Part of the reason I turned on Russ is because they had it figured out. They found his perfect calling. We needed to keep the offense running through the ground game and then use Russell's innate strength in the deep game to deliver the knockout blows. 2018's playoff game was a failure where we took it too far on the ground, and 2019 we had it figured out and would've been in the NFCCG if we had sustained just one less injury to the RB core.
When Russ and/or Mark Rodgers started the pressure campaign to go Let Russ Cook on the world, I was out. When Russ wouldn't stand for a heavy rushing attack and wanted it to run through him on offense, that's when I couldn't go back to him. He NEEDS that rushing attack to move the chains, keep the offense on schedule, and mitigate all of his functional flaws as a game manager.

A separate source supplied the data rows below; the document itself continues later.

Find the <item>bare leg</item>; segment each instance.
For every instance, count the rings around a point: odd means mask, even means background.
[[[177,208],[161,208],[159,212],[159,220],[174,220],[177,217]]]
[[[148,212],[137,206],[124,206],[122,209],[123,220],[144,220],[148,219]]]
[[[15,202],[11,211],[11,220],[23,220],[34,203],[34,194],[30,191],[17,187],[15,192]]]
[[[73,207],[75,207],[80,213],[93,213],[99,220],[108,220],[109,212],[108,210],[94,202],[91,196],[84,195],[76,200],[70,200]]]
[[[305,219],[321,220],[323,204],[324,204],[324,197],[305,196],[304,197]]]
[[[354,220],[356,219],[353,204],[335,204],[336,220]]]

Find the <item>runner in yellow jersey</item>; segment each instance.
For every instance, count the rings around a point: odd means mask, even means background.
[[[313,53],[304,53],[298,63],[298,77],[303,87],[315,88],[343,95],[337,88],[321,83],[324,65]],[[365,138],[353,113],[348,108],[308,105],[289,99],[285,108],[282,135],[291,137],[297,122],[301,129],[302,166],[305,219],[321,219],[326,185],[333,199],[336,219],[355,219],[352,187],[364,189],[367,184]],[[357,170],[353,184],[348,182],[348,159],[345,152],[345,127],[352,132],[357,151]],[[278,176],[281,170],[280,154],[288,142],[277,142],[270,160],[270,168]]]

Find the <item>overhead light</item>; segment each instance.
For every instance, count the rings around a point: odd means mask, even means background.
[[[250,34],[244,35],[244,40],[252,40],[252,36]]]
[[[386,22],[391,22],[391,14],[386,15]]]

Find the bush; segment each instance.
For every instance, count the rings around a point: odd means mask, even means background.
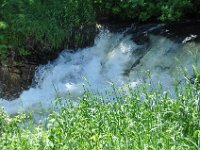
[[[147,84],[112,86],[113,91],[100,95],[85,90],[78,105],[58,98],[61,109],[50,113],[44,125],[6,124],[9,130],[2,131],[0,147],[198,149],[200,91],[195,84],[184,84],[177,87],[176,98],[162,89],[149,90]]]
[[[6,0],[1,1],[0,7],[0,30],[6,46],[2,48],[1,44],[0,56],[3,58],[5,49],[9,55],[21,56],[21,50],[23,55],[28,55],[64,48],[66,39],[76,45],[82,42],[76,32],[85,26],[94,26],[94,12],[89,0]],[[2,23],[7,25],[4,30]]]

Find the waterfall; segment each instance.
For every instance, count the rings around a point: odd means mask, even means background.
[[[192,64],[200,61],[189,50],[195,52],[199,47],[199,43],[176,43],[159,35],[149,35],[147,45],[137,45],[131,35],[103,30],[94,46],[77,52],[64,50],[56,60],[39,66],[33,86],[16,100],[0,100],[0,106],[9,114],[40,111],[51,107],[58,95],[66,100],[69,95],[74,100],[81,97],[83,84],[89,84],[93,92],[109,90],[110,82],[134,87],[149,80],[147,70],[152,84],[161,82],[169,90],[175,78],[183,78],[178,67],[186,67],[192,76]]]

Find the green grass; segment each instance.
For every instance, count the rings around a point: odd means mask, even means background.
[[[183,87],[175,98],[146,84],[104,95],[86,89],[78,105],[58,98],[61,109],[37,125],[1,112],[0,149],[199,150],[200,91]]]

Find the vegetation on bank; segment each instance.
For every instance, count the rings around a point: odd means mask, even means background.
[[[99,18],[175,21],[198,17],[199,6],[198,0],[1,0],[0,60],[84,46]]]
[[[114,85],[106,94],[74,101],[58,98],[59,110],[40,124],[24,114],[0,111],[0,149],[163,149],[200,148],[200,72],[194,83],[176,85],[175,96],[149,84]]]

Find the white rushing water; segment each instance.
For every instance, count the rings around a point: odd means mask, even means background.
[[[39,111],[49,108],[57,95],[66,99],[69,94],[74,99],[81,97],[83,84],[87,82],[91,91],[100,92],[109,89],[108,82],[117,86],[128,83],[134,86],[147,78],[147,70],[151,72],[154,83],[160,81],[168,89],[172,86],[173,78],[179,77],[175,72],[180,65],[175,58],[189,69],[192,76],[191,65],[195,61],[188,50],[195,51],[199,44],[177,44],[155,35],[150,35],[149,42],[150,45],[145,47],[135,44],[130,36],[123,33],[102,31],[93,47],[76,53],[66,50],[55,61],[39,66],[35,74],[37,84],[14,101],[1,100],[0,106],[9,114]],[[144,49],[147,52],[142,54]],[[139,63],[131,69],[140,57]]]

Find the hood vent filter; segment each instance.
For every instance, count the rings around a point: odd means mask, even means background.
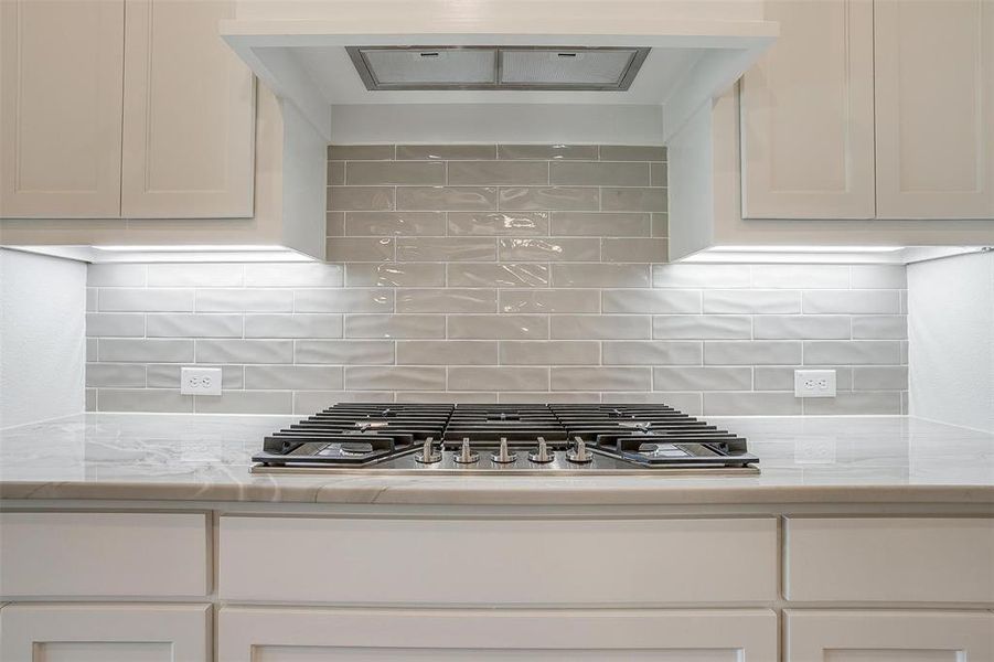
[[[649,49],[350,46],[366,89],[623,92]]]

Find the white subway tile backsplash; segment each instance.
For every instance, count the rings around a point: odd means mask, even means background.
[[[854,340],[905,340],[907,338],[907,316],[879,314],[853,317]]]
[[[199,395],[194,407],[197,414],[290,414],[293,393],[290,391],[228,391],[222,395]]]
[[[652,337],[661,340],[749,340],[752,338],[752,318],[746,314],[661,314],[652,318]]]
[[[410,237],[397,241],[398,261],[493,261],[496,242],[485,237]]]
[[[747,288],[752,284],[749,265],[653,265],[652,285],[660,288]]]
[[[178,363],[193,361],[192,340],[146,340],[132,338],[101,338],[100,362]],[[225,362],[227,363],[227,362]]]
[[[245,338],[341,338],[342,316],[322,313],[252,313]]]
[[[549,338],[562,340],[650,339],[648,314],[555,314],[549,318]]]
[[[246,365],[245,388],[339,391],[339,365]]]
[[[295,363],[325,365],[382,365],[394,362],[394,343],[387,340],[298,340]]]
[[[149,338],[242,338],[241,314],[162,312],[148,316]]]
[[[292,290],[199,289],[196,312],[291,312]]]
[[[553,391],[650,391],[648,367],[553,367]]]
[[[449,338],[462,340],[530,340],[548,338],[542,314],[450,314]]]
[[[165,342],[165,341],[162,341]],[[103,355],[103,348],[101,348]],[[197,363],[292,363],[291,340],[197,340]]]
[[[801,343],[798,341],[708,340],[704,342],[706,365],[800,365]],[[820,363],[831,363],[821,361]]]
[[[801,312],[801,292],[791,290],[705,290],[704,312],[791,314]]]
[[[345,212],[343,231],[356,237],[440,236],[446,234],[446,215],[442,212]],[[329,232],[328,236],[335,235]]]
[[[449,212],[447,216],[451,236],[548,234],[548,212]]]
[[[441,266],[441,265],[439,265]],[[548,266],[543,264],[450,264],[449,287],[548,287]]]
[[[103,288],[97,308],[100,312],[192,312],[193,290]]]
[[[244,280],[239,264],[152,264],[149,287],[239,287]]]
[[[790,393],[705,392],[704,416],[791,416],[802,413],[802,402],[804,401],[794,397],[793,391]]]
[[[653,367],[653,391],[751,391],[751,367]]]
[[[602,291],[605,312],[695,313],[701,312],[699,290],[608,289]]]
[[[805,314],[898,314],[899,290],[814,290],[803,292]]]
[[[597,211],[600,209],[600,190],[592,186],[502,186],[499,204],[502,211]]]
[[[245,287],[341,287],[343,279],[344,271],[341,265],[320,263],[245,265]]]
[[[600,343],[584,340],[524,340],[501,343],[504,365],[597,365]]]
[[[877,365],[901,363],[900,342],[896,340],[811,340],[804,342],[805,365]]]
[[[293,312],[393,312],[394,291],[383,288],[304,289],[293,292]]]
[[[547,367],[449,367],[452,391],[548,391]]]
[[[768,314],[752,320],[757,340],[841,340],[853,331],[846,316]]]
[[[608,341],[602,345],[605,365],[701,365],[697,341]]]
[[[498,291],[480,288],[397,290],[397,312],[496,312]]]
[[[92,264],[86,267],[86,287],[145,287],[147,275],[147,265]]]
[[[549,233],[554,236],[587,237],[654,236],[651,214],[639,212],[553,212]],[[662,259],[664,256],[665,254],[654,259]]]
[[[498,342],[490,340],[403,340],[398,365],[496,365]]]
[[[87,387],[145,388],[145,363],[87,363]]]
[[[332,146],[327,263],[92,265],[86,404],[652,402],[907,410],[902,267],[665,264],[666,153]],[[180,396],[188,364],[224,394]],[[838,397],[793,397],[798,367]]]
[[[552,265],[553,287],[649,287],[649,265]]]
[[[438,365],[346,366],[349,391],[445,391],[446,369]]]
[[[496,290],[501,312],[600,312],[600,290]]]
[[[145,335],[145,316],[139,312],[87,312],[86,337],[128,338]]]
[[[446,265],[399,263],[349,263],[346,287],[445,287]]]
[[[499,243],[501,261],[591,261],[600,259],[600,239],[514,237]]]
[[[437,314],[349,314],[345,338],[445,338],[446,319]]]

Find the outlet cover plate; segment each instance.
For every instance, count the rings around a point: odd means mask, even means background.
[[[795,370],[794,397],[835,397],[835,371]]]
[[[180,393],[183,395],[221,395],[221,369],[180,369]]]

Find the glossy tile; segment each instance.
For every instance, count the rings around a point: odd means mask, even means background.
[[[548,212],[449,212],[450,235],[548,234]]]

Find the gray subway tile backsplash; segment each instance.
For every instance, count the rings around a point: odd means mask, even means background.
[[[311,414],[339,401],[651,402],[891,414],[902,267],[666,264],[660,147],[332,146],[328,263],[87,273],[87,407]],[[224,395],[179,394],[180,369]],[[798,367],[838,397],[793,397]]]

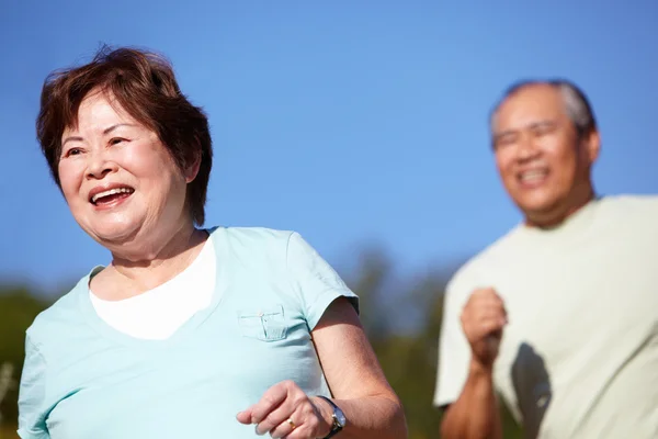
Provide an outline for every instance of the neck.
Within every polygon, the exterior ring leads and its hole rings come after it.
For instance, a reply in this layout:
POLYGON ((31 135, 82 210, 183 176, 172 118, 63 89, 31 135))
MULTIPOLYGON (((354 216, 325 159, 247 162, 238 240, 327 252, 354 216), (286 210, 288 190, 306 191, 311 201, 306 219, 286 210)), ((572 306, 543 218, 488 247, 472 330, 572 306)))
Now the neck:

I get that he wanted to be the best ever, truly I do, but I just couldn't look past his refusal to embrace what allowed him to flourish. I think the divorce had to happen as soon as that precipice was reached, and I didn't like how disingenuous his camp was with the "I'm not requesting a trade, but here's the teams I'd accept a trade to" public announcement and then the circus the next year where he maintained his "Seahawk for life" outward comments while trying to orchestrate the firing of the front office behind the scenes. This could largely be his agent, but it really had me on the absolute "trade his ass. rip off the bandaid" train. Seahawks FO isn't totally clean in the matter, but their PR was mainly defensive and his camps was mainly offensive in my estimation.
I don't like disingenuous behavior from franchise icons. I don't like it from anyone. I like real ones. Heart-on-sleeve dudes. That's personal preference I guess, but he rubbed me as a fan the wrong way.
Part of why I took great delight in his failure was the vindication it provided to the franchise and the validation it provided to my own thoughts on who Russell is as a player. If someone wants him for the vet min and he'll actually accept a Schottenheimer-esque offensive vision, he can still be very very good. Not good as in the 2023 Broncos where he had some fun stats and moments but was still overall dysfunctional in terms of consistently moving the offense, but good as in the 2018/2019 version of Russ that had him on the Mount Rushmore of NFL quarterbacks.
If the Steelers can improve their rushing efficiency a bit, he could be a bit dangerous there. I think Pickens would probably be a challenging personality fit with Russ, but that aside, it's a good fit.
All good stuff. The Schott situation was always strange to me because they seemed like a perfect marriage. The general narrative is Russ wanted him gone. I’m still not convinced that’s true? There are reports that Russ and Schott did weekly bible studies, families were close etc even after he was gone. I don’t know what happened and maybe Russ did push for him to go but it just seems odd. And in regards to let Russ cook stuff I still think we might be getting a weird view of it all. I think it’s possible if we could let this play out like a court case more evidence would come out that at the least would blur the lines. I think it’s all been put on Russ and we’ve just accepted it as fact when it’s in reality a little more nuanced. But I fully admit the current narrative could easily be true too and I’m a little biased because like you early Russ is my all time favorite player.